A 13-week feeding study of butylated hydroxyanisole: The subsequent regression of the induced lesions in male fischer 344 rat forestomach epithelium

Feeding butylated hydroxyanisole (BHA) to male Fischer 344 rats at concentrations of 2, 0.5, 0.25, 0.1 and 0% for 13 weeks led to proliferative lesions developing in the forestomach epithelium of the 2%-treated rats but not in other groups. The [methyl-3H]thymidine labelling index was raised in the 2%- and 0.5%-treated groups and showed an apparent no observable effect level at 0.25%. Within 1 week after withdrawal of BHA the labelling indexes in all treated groups returned to near the values in the controls. The induced mucosal lesions, however, reverted more slowly and even after 9 weeks on the basal diet, the stratified squamous epithelium along the lesser curvature, was still slightly thicker than the control. There were multilayered basal cell processes in the lamina propria with connections to the basal cell layer. The possible significance of these results to the ultimate development of cancer is discussed.

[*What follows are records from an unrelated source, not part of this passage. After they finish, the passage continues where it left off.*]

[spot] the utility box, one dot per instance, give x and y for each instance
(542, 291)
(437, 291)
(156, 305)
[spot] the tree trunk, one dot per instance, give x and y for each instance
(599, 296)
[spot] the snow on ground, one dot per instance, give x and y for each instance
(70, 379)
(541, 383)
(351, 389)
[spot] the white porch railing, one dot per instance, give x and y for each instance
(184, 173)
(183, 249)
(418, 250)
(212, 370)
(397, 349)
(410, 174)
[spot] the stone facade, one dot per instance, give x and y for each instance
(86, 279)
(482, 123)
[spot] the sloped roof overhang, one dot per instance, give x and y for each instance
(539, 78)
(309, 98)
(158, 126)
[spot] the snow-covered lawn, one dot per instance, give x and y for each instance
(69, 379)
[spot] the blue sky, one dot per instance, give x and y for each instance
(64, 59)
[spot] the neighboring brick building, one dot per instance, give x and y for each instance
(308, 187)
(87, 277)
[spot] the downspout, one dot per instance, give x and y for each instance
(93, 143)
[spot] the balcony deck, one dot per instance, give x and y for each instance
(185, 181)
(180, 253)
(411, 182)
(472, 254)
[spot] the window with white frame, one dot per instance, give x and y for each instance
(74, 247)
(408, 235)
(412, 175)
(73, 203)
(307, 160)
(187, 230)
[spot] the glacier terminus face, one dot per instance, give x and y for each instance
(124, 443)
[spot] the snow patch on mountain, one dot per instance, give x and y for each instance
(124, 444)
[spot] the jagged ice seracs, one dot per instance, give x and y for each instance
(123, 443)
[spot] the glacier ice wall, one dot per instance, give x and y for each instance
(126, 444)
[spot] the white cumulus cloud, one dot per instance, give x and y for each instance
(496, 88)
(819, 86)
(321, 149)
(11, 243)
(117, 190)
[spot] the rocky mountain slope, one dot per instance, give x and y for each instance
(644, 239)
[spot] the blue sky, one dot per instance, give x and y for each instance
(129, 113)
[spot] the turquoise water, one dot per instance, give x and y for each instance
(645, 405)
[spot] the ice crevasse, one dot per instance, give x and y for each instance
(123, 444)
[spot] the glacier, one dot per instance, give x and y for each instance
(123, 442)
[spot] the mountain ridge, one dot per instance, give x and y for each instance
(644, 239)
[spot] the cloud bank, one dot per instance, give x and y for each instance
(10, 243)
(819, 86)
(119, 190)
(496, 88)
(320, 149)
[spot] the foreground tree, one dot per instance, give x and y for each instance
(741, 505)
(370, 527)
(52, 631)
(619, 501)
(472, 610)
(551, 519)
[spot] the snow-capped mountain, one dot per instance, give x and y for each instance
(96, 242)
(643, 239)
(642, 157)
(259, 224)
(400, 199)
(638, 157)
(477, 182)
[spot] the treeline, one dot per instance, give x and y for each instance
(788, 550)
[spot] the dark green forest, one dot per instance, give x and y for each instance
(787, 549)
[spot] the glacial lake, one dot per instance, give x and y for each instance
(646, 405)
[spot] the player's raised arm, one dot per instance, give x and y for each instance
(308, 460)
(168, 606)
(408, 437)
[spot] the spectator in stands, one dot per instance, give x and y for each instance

Short-term effects of various phenols and acids on the fischer 344 male rat forestomach epithelium

A series of phenols and acids was fed to rats for 9 days to determine effects on the [methyl-3H]thymidine labelling index and the histological appearance of the forestomach. A variety of proliferative effects in the rat forestomach were observed which paralleled changes in the [methyl-3H] thymidine labelling index. The 3-tert-butyl isomer of butylated hydroxyanisole (BHA) was as effective as the food grade mixture. In the 4-hydroxybenzoic acid ester series, activity was not found either with the free acid or the methyl ester. With the ethyl, n-propyl and n-butyl esters activity in the perfundic region of the forestomach increased with alkyl chain length, the n-butyl ester being nearly as effective as BHA. In contrast, 4-methoxyyphenol and propionic acid demonstrated their greatest effects in the midregion of the forestomach, the action of propionic acid not being apparent until 21 or 27 days of treatment. It was also found that after a 9-day treatment involving coadministration of BHA and acetylsalicyclic acid, the overall effect of the antioxidant on the forestomach was greatly reduced.

An 85-day study of butylated hydroxyanisole in the cynomolgus monkey

Groups of 8 cynomolgus monkeys (Macaca fascicularis) were given 500, 125 and 0 mg/kg body wt butylated hydroxyanisole (BHA) by gavage in corn oil 5 times/week for 20 days, after which the high dose was halved. No significant adverse clinical signs nor abnormal fibroscopic observations were noted before the experiment was terminated at 85 days. Blood levels of glucose, albumin, chloride, red blood cells (RBCs), hemoglobin (HGB), hematocrit (HCT) and mean corpuscular hemoglobin (MCH) were altered in a dose related manner but the altered values were well within normal ranges reported for this species. While histopathology showed no treatment related effects, the mitotic index was elevated 1.9-fold in the distal esophagus of monkeys in the high but not in the low dose group. Liver weights were increased in a dose related manner but liver monooxygenases, with the exception of decreased ethoxyresorufin deethylase activity, were all within normal limits. BHA given orally to monkeys at about the maximum tolerated dose failed to induce the massive changes noted with rats given 2% dietary BHA.